Note how we created the groundedness check:

  • name: this is an (optional) name for the check, to make it easier to interpret the results
  • answer_key: this is the key (in JSONPath) to the answer in the trace. All JSONPath keys must start with trace. The last property is a shortcut for interactions[-1] and can be used in both JSONPath keys and Python code. In this case we want to check the outputs attribute of the last interaction in the trace (this is the default)
  • context: this is the context information that will be used to check if the answer is grounded. Note that a context_key is also available if we want to dynamically load the context from the trace itself.

We can now run the scenario and inspect the results.

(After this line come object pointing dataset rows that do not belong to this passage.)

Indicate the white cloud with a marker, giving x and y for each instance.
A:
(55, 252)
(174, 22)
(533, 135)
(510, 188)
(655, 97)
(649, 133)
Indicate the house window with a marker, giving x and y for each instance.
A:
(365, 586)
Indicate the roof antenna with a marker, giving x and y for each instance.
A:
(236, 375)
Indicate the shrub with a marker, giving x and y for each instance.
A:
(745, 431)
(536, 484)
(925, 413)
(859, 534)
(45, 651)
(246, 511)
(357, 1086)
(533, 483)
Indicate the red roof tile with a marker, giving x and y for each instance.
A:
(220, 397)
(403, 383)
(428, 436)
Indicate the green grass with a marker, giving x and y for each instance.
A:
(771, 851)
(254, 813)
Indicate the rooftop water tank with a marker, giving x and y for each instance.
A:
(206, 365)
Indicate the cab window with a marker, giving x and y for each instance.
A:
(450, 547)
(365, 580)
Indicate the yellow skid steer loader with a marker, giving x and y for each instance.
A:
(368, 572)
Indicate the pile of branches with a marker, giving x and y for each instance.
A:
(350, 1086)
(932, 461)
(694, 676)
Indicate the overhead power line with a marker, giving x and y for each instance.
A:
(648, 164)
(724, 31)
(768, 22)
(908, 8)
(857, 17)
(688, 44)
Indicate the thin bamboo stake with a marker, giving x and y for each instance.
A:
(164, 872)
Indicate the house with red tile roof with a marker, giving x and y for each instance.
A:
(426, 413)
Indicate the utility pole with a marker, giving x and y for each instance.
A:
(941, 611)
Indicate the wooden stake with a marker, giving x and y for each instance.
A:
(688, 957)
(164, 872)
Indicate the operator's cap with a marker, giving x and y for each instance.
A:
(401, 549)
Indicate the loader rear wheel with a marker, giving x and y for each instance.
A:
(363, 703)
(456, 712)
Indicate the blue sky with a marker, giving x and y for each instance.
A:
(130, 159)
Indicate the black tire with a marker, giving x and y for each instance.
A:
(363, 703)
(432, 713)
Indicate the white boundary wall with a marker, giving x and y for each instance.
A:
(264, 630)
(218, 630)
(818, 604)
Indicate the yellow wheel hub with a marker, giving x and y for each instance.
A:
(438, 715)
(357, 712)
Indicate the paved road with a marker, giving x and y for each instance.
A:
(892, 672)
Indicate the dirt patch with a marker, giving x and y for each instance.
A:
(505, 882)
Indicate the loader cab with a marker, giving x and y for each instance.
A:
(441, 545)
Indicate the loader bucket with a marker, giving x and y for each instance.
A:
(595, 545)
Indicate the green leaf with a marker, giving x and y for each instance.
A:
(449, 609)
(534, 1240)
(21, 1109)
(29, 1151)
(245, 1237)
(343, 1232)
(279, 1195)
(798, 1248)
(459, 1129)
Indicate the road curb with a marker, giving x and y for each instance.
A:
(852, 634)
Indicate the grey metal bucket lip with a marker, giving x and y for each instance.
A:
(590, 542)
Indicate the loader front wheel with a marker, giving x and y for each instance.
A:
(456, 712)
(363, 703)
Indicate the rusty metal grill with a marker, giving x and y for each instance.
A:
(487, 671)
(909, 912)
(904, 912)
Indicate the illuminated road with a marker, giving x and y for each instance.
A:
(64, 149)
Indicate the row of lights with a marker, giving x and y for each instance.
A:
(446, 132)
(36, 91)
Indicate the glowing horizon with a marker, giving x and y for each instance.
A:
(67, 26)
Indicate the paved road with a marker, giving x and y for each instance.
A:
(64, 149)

In a notebook, the ScenarioResult renders with a rich display:

result = await test_scenario.run()
result.print_report()

Output

──────────────────────────────────────────────────── βœ… PASSED ────────────────────────────────────────────────────
answer is grounded      PASS    
────────────────────────────────────────────────────── Trace ──────────────────────────────────────────────────────
────────────────────────────────────────────────── Interaction 1 ──────────────────────────────────────────────────
Inputs: 'What is the capital of France?'
Outputs: 'The capital of France is Paris.'
──────────────────────────────────────────────── 1 step in 1361ms ─────────────────────────────────────────────────

The run() method is asynchronous. In a script, wrap it with asyncio.run():

import asyncio
from giskard.checks import Scenario, Groundedness
async def main():
test_scenario = (
Scenario("test_france_capital")
.interact(
inputs="What is the capital of France?",
outputs="The capital of France is Paris.",
)
.check(
Groundedness(
name="answer is grounded",
answer_key="trace.last.outputs",
context="""France is a country in Western Europe. Its capital
and largest city is Paris, known for the Eiffel Tower
and the Louvre Museum.""",
)
)
)
result = await test_scenario.run()
result.print_report()
asyncio.run(main())

Output

──────────────────────────────────────────────────── βœ… PASSED ────────────────────────────────────────────────────
answer is grounded      PASS    
────────────────────────────────────────────────────── Trace ──────────────────────────────────────────────────────
────────────────────────────────────────────────── Interaction 1 ──────────────────────────────────────────────────
Inputs: 'What is the capital of France?'
Outputs: 'The capital of France is Paris.'
───────────────────────────────────────────────── 1 step in 661ms ─────────────────────────────────────────────────

If you’re already inside an async function (like in pytest with @pytest.mark.asyncio), you can call await test_scenario.run() directly.